2-4
「ところで……リビラ、前から気になっていたんだが、どうして君は僕との関係を周りに隠そうとするんだい?」
三つ編みを結い直しているリビラに向かって、レイクがふと思いついて尋ねた。
「僕達が交際を始めてからもう一年にもなる。そろそろ関係を公言してもいい頃合いだと思うんだ。そうすればこんな風に人目を忍んで会うこともなくなる」
それはとりもなおさず、彼女と会う時間を増やしたいという意味だったのだが、意外にもリビラはかぶりを振った。
「ううん……。そのうち知らせようとは思ってるけど、今はまだ黙っててくれない? あたし、自分が調子に乗ってるって思われたくないのよ」
「調子に乗る?」
「そう。
「誰もそんなことで怒りはしないと思うが……。もしかして実際に何か言われたのか?」
「今は何も。でもそのうち言われるかもしれないわ。だって相手があんただもの」
「どういう意味だ?」
「あら、知らない? あんたは女の人から人気があるのよ。街じゃみんな噂してるわ。レイク先生はカッコよくて優しくて素敵だって。あんた目当てでここに来てる子がいるくらいなんだから」
レイクは咄嗟に言葉を返せなかった。だが心当たりはある。
実際、診療所を開設した当初は、老人や怪我人よりも若い女性の患者の方が多かった。
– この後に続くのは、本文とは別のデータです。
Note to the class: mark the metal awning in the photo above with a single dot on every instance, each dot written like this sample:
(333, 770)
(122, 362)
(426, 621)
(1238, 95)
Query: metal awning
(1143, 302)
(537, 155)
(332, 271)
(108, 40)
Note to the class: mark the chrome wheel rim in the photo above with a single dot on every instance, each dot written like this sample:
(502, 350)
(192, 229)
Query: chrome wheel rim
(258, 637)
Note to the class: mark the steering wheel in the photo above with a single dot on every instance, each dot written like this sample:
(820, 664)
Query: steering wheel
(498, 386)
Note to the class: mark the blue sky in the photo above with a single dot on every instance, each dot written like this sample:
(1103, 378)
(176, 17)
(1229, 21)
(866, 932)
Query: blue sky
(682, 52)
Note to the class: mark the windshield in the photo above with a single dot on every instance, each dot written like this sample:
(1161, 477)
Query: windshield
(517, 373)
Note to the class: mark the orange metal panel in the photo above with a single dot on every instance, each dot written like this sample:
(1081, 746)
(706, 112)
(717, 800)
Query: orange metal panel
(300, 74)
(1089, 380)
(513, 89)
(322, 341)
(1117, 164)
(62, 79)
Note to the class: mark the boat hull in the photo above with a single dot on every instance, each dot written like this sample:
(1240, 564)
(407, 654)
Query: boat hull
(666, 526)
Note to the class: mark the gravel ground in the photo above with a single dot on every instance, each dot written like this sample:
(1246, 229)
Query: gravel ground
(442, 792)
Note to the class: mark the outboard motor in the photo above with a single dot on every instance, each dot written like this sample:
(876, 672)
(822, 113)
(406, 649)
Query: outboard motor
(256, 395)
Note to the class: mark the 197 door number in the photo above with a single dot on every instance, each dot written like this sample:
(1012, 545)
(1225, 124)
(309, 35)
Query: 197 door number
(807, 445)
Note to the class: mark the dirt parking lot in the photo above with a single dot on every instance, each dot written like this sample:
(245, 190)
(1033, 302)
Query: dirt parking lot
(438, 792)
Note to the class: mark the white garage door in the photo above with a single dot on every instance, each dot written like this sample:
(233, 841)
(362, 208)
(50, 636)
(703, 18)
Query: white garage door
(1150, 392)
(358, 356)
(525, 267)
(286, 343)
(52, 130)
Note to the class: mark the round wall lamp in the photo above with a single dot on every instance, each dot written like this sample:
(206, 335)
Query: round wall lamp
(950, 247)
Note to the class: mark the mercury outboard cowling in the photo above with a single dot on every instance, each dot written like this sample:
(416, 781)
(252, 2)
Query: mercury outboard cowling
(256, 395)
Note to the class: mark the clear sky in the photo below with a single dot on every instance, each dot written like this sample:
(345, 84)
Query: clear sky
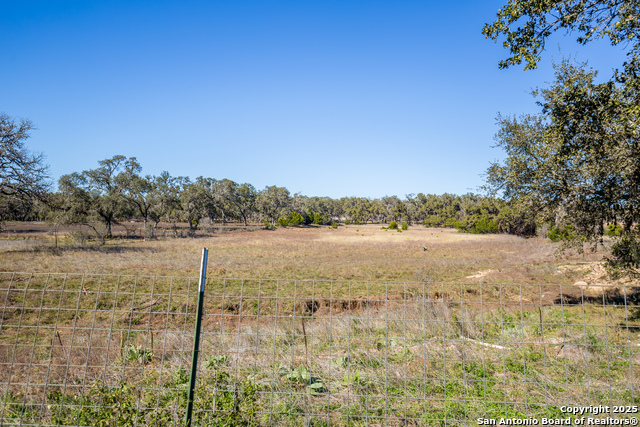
(327, 98)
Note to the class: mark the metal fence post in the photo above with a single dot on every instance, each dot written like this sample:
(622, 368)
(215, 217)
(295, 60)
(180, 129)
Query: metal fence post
(196, 337)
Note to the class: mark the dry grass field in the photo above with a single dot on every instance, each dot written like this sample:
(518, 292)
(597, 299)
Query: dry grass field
(332, 341)
(354, 252)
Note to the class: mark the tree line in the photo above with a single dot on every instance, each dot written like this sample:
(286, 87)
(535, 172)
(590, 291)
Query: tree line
(117, 191)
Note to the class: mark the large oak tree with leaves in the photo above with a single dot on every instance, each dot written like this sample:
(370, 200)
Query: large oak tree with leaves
(577, 162)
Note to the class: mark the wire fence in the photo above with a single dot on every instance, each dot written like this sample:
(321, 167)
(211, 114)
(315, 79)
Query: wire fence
(116, 350)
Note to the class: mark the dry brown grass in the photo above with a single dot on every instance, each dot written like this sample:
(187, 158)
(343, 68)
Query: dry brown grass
(356, 252)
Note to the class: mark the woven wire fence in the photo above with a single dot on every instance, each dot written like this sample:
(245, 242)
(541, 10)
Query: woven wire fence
(116, 350)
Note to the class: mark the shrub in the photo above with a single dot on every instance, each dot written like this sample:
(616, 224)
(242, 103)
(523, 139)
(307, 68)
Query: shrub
(485, 225)
(613, 230)
(294, 219)
(559, 233)
(625, 256)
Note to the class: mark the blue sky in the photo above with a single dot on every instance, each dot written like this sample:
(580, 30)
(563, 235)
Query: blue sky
(327, 98)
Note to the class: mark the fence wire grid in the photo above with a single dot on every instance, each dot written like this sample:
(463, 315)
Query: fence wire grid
(82, 349)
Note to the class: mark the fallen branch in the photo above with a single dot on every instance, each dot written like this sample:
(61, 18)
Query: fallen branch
(486, 344)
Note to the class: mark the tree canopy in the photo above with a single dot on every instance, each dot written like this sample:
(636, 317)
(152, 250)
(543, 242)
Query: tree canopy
(526, 25)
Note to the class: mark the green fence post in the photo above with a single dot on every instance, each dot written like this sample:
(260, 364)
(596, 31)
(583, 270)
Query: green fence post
(196, 337)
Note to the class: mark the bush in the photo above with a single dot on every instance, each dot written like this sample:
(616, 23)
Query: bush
(613, 230)
(485, 226)
(559, 233)
(294, 219)
(625, 256)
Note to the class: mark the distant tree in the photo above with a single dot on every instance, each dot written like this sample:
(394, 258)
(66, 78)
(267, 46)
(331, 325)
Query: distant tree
(165, 197)
(107, 203)
(243, 197)
(136, 190)
(23, 175)
(274, 202)
(195, 203)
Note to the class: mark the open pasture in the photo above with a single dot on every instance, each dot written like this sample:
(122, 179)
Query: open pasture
(354, 252)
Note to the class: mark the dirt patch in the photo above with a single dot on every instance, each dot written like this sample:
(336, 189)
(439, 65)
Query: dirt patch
(595, 277)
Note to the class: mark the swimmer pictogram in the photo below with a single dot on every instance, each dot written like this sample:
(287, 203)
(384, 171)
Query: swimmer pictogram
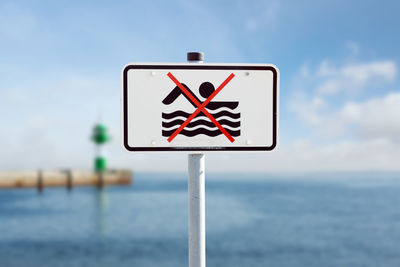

彼女達は大した病気にかかっているようには見えないのに、なぜか毎週のようにやってきては、聴診器を当てているレイクの顔をうっとりと眺めていた。中には恋の病だと公言して大胆にもしなだれかかってくる患者もいたが、そういう時には騒ぎを聞きつけた待合室の男性患者が引き離してくれた。
この事態は長老に報告され、本来の診察の妨げとなるから二度とするなと女性患者達は手厳しく注意された。
以来、そうした浮ついた患者が来ることはなくなったが、それでも時々、彼女達と似たような眼差しを向けてくる患者はいた。
「そう、なのか……。僕の方は全く意識していなかったが……」
「でしょうね。あんたは基本的に病気しか見てないもの」リビラが呆れ顔で笑った。
「でもあたしがみんなに話したくないって言うのもわかるでしょう? あんたみたいな人気者と付き合ってるなんて知られたら、どんな悪口言われるかわからないもの。相手が美人なら納得してもらえるかもしれないけど、あたしはそうじゃないしね」
確かにリビラは誰もが認める美人ではない。顔立ちはいたって平均的で、人目を惹くような容貌ではない。吊り上がった目元は勝気な印象を与え、苦手とする男性も多いだろう。
だがレイクは、単に美人でないというだけで、彼女に自分が魅力のない人間だと思ってほしくなかった。だから言った。
「人の魅力は外見だけで決まるものではないだろう。君の魅力は何よりもそのひたむきさだ。人の役に立てることを至上の喜びとし、常に人のために奔走する……。そんな君の姿を知っていれば、君が誰と付き合おうと悪し様に言おうなどとは思わないさ」
「……そうかしら。でも、あたしとあんたじゃ全然釣り合わないと思うけど……」
「そんなことはないさ。君のその精神は、何よりも君の美しさを引き出してくれている。僕は君ほど魅力的な女性に出会ったことがないよ、リビラ」
レイクは何のためらいもなくそう言ったが、リビラは目を見開いて息を吞んだ。レイクの顔をしばし凝視した後、顔を赤くして目を逸らす。
「……もう、そういうことを真顔で言うから、あんたは患者を増やすのよ」
リビラが動揺した理由がわからずにレイクは首を傾げた。思っていることをそのまま伝えただけなのに、どうして彼女はそんなに恥ずかしがっているのだろう。